After many years as teammates with UConn and the Connecticut Sun, Renee Montgomery, Kalana Greene and Tina Charles developed the type of sisterhood that grows from being together through so many interesting times.
And that relationship will last a lot longer than their basketball careers. So when Charles told the Sun she wanted to be traded, and the Sun accommodated her on draft day, everyone understood it was just a business decision.
"I wish her the best," Greene said. "She's one of my best friends. I still talk to her just about every day. But it is what it is. Management makes decisions that are best for them; players sometimes do the same thing. It's the world we live in. It's not like I'm never going to see her again."
Thursday at Madison Square Garden, an hour before the Sun's exhibition game against the New York Liberty, Charles was in street clothes. Her career with the Liberty has not begun. She watched New York's 60-44 loss from the bench.
"We are just taking it slowly right now," Charles said.
She spent time before the game warmly greeting many former teammates and coaches with the Sun. There were long hugs; no signs of animosity.
"I was really shocked when I found out she'd been traded, but then when I thought about it, it made a lot more sense to me and I shouldn't have been so surprised by it," Kelsey Griffin said.
"At the end of the day, it is a business, and you have to look at your own situation and figure out what's best for you. That's what Tina did. I will miss playing with her; I consider her a friend."
Why Charles wanted out of Connecticut is a matter for debate. But there are a few indisputable facts:
She did not agree with the decision to fire coach Mike Thibault after the 2013 season.
"Everyone handles change differently," said Griffin, who came to the Sun with Charles in 2010, but unlike Charles, decided to re-sign as a restricted free agent in the offseason. "It was a huge change. And it was clear, also with Asjha Jones and Kara Lawson … They each handled it in their own way. But at the same time I think they were all professional about it."

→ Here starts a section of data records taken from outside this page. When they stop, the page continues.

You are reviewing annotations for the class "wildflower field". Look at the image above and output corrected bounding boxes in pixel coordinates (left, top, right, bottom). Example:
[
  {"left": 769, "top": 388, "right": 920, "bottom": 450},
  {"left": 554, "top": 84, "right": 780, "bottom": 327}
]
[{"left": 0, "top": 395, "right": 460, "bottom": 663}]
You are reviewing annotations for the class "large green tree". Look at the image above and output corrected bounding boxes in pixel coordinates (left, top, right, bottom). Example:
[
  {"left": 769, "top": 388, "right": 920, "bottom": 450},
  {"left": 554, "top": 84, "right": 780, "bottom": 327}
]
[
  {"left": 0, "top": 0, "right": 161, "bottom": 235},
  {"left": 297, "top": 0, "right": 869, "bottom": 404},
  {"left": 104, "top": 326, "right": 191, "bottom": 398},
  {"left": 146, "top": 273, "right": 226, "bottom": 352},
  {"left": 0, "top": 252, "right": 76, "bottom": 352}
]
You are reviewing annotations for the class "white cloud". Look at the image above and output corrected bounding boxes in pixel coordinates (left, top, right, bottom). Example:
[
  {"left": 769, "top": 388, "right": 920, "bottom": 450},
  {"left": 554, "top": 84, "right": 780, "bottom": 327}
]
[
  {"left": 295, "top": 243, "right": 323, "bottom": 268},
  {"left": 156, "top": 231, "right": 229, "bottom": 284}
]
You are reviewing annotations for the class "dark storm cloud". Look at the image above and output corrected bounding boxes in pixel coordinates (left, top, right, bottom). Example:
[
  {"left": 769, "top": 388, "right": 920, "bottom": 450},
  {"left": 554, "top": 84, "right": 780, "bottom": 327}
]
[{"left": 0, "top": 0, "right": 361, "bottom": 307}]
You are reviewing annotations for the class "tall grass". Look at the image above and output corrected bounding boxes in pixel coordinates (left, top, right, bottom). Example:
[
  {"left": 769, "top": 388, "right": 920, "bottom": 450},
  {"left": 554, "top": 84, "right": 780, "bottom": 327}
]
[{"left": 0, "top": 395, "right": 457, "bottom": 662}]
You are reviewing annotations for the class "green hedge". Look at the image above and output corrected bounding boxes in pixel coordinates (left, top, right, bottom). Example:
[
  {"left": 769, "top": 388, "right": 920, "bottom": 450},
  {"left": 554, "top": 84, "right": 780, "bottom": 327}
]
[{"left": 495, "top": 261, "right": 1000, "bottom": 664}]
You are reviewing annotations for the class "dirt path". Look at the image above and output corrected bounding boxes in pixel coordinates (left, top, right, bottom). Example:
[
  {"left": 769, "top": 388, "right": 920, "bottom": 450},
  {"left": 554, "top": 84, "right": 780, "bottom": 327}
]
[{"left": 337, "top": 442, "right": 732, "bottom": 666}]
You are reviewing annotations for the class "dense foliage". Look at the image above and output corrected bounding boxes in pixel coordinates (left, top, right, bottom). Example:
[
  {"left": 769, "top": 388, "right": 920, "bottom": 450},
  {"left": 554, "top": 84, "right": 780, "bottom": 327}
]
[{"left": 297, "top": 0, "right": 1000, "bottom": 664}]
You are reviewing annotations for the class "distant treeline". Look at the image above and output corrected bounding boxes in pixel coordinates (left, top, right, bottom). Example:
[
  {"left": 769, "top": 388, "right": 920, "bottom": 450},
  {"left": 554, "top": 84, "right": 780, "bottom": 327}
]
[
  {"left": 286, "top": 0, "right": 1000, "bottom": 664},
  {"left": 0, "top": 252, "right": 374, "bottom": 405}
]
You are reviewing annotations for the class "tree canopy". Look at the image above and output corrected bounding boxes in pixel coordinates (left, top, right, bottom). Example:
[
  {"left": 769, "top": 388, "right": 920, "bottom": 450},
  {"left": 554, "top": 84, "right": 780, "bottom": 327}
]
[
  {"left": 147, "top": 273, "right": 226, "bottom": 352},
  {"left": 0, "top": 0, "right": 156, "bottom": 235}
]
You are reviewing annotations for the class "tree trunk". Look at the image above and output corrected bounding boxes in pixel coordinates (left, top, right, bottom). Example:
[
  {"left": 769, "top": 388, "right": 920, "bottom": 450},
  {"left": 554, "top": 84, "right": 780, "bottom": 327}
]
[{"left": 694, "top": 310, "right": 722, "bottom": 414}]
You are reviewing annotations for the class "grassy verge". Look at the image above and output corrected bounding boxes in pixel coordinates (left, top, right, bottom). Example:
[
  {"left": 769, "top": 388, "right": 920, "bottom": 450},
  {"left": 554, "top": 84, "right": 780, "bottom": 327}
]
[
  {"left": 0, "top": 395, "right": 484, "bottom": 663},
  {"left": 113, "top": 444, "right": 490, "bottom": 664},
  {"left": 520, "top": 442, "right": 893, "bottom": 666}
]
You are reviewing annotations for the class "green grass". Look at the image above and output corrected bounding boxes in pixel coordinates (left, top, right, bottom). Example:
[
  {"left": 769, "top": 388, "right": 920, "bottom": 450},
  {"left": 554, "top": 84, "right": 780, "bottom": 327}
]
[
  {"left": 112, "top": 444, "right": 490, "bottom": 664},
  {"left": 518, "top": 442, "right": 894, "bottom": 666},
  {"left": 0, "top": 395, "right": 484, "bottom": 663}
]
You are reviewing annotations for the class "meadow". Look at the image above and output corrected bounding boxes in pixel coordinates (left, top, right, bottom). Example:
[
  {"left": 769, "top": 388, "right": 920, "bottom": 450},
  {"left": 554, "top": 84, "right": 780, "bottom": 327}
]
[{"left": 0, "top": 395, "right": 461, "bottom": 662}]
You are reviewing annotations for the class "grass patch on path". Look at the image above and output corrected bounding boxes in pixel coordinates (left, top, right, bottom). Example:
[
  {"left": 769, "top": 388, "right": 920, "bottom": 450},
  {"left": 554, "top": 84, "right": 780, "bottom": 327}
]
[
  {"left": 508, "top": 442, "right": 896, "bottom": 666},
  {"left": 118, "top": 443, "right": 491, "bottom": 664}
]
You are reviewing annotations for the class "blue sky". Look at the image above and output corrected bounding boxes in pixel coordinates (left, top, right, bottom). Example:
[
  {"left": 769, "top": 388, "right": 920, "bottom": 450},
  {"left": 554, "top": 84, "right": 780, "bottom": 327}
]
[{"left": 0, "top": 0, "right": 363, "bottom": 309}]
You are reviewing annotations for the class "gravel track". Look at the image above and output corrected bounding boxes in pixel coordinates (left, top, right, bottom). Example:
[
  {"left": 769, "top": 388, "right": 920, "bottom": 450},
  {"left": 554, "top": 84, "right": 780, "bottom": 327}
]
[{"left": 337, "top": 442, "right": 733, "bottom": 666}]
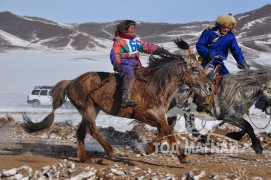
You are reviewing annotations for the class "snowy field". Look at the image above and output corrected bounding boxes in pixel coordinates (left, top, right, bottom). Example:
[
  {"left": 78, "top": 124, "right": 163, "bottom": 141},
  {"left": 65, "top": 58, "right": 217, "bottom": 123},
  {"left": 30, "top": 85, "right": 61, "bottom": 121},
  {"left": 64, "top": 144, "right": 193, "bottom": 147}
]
[{"left": 0, "top": 49, "right": 271, "bottom": 132}]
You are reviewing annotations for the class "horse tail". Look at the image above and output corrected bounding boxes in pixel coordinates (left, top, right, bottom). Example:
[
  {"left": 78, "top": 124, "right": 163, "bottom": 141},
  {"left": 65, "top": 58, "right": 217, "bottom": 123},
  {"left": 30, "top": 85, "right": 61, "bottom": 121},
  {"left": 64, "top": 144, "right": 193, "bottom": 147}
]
[{"left": 23, "top": 80, "right": 70, "bottom": 132}]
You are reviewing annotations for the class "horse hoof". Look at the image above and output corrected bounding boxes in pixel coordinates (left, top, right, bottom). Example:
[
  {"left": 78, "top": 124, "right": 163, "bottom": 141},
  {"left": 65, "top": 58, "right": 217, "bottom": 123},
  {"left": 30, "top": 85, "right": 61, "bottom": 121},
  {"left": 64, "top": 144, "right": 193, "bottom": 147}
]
[
  {"left": 254, "top": 147, "right": 263, "bottom": 155},
  {"left": 181, "top": 156, "right": 191, "bottom": 164},
  {"left": 181, "top": 159, "right": 191, "bottom": 164},
  {"left": 252, "top": 146, "right": 263, "bottom": 155},
  {"left": 145, "top": 144, "right": 155, "bottom": 155}
]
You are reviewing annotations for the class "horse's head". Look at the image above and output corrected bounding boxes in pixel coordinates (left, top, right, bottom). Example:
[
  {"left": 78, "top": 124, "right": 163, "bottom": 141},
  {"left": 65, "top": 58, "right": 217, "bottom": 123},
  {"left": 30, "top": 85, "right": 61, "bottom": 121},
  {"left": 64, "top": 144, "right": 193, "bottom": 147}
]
[
  {"left": 263, "top": 81, "right": 271, "bottom": 101},
  {"left": 182, "top": 51, "right": 213, "bottom": 96},
  {"left": 174, "top": 39, "right": 213, "bottom": 96}
]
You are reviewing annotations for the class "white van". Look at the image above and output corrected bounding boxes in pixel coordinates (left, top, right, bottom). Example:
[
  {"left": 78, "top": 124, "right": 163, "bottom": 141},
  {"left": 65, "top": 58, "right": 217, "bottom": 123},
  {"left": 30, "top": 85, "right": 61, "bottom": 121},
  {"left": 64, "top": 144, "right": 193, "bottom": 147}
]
[{"left": 27, "top": 86, "right": 72, "bottom": 108}]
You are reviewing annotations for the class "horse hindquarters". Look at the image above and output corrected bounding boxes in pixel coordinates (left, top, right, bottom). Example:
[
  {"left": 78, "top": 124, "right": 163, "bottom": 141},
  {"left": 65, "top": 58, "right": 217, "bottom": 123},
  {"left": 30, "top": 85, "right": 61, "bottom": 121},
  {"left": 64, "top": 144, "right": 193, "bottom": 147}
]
[
  {"left": 76, "top": 106, "right": 116, "bottom": 162},
  {"left": 76, "top": 119, "right": 87, "bottom": 163},
  {"left": 225, "top": 118, "right": 263, "bottom": 154}
]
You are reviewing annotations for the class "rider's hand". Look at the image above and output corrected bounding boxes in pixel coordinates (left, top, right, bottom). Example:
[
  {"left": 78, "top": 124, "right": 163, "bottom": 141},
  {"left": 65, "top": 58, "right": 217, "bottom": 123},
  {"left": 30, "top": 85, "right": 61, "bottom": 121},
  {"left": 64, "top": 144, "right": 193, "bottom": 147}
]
[
  {"left": 214, "top": 55, "right": 219, "bottom": 59},
  {"left": 237, "top": 61, "right": 250, "bottom": 69},
  {"left": 113, "top": 63, "right": 120, "bottom": 72}
]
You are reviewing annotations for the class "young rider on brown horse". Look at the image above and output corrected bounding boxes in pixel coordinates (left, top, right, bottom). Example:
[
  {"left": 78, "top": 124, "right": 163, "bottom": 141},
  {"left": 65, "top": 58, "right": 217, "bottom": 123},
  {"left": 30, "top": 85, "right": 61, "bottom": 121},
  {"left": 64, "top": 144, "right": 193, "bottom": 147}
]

Charles clearly did not mesh well with Thibault's replacement, Anne Donovan, whose coaching style brought many changes.
"That wasn't the plan," Donovan said. "I came here [from Seton Hall] to coach Tina Charles and Sandrine Gruda, also hoping Asjha would come back [after missing 2013 with injury]."
Eventually, Charles clearly lost her passion to play after the playoff push ended, resulting in her not playing in the final five games because of recurring injuries.
And regardless of what was said when Donovan and Chris Sienko, the team's general manager, went to Russia to assuage her concerns, she simply did not want to re-sign with the Sun.
"I played in Russia in the winter, just like Tina did," Montgomery said. "So I was following what was going on with her situation. I knew what was going on. I played with her for eight years. She is family and to see her leave was tough. But business is business. At the end of the day, people get cut and traded all the time. I support her and want her to be happy."
Charles understood that if she signed an extension with the Sun it would have locked her into to the organization long-term, preventing her from perhaps ever playing in New York.
"You never want to keep someone who doesn't want to be with the team," said Allie Hightower, another Charles' friend. "That hurts the team. But we got a lot of great talent in return for her."
So she asked to leave, and permission was granted
"What I came here for is gone," said Donovan, who also signed off on Gruda's trade to Los Angles after she again refused to play with Sun this season. "But I am hoping it works out for the best for everybody."
After returning to United States following her winter in Russia, Charles has been given time off by Liberty coach Bill Laimbeer.
She did not play in either of New York's two exhibition games against Connecticut and Laimbeer said it's likely she won't play Sunday in the team's finale in Atlanta.
"She's been observing," Laimbeer said. "We will probably see her at the start of the season. She's a fine player. There are very few in this league who give you 18 [points] and 10 [rebounds] every night. Professional basketball is built on stars, and she is one of them."
That means her first game with New York would be in the season opener May 16 against the Sun at Mohegan Sun Arena – the place where she once reigned as WNBA rookie of the year and MVP.
She said she is curious, but not nervous about how she will be greeted.
"My teammates know who I really am," she said. "Other people are going to feel what they want to feel, think what they want to think. You are going to make some people happy and others not so much. I understand that.
And so she suspects she will be treated like other the other former UConn stars who return to play against the Sun. Diana Taurasi, Sue Bird, Svetlana Abrosimova, Swin Cash and Maya Moore have all been cheered during introductions and booed in games.
lives in the Forest Hills section of Queens, N.Y., and rode the subway to the game on Thursday. She is near her parents, who live apart in other New York suburbs. And she said being able to play closer to them is a way for her to repay them for what they did for her.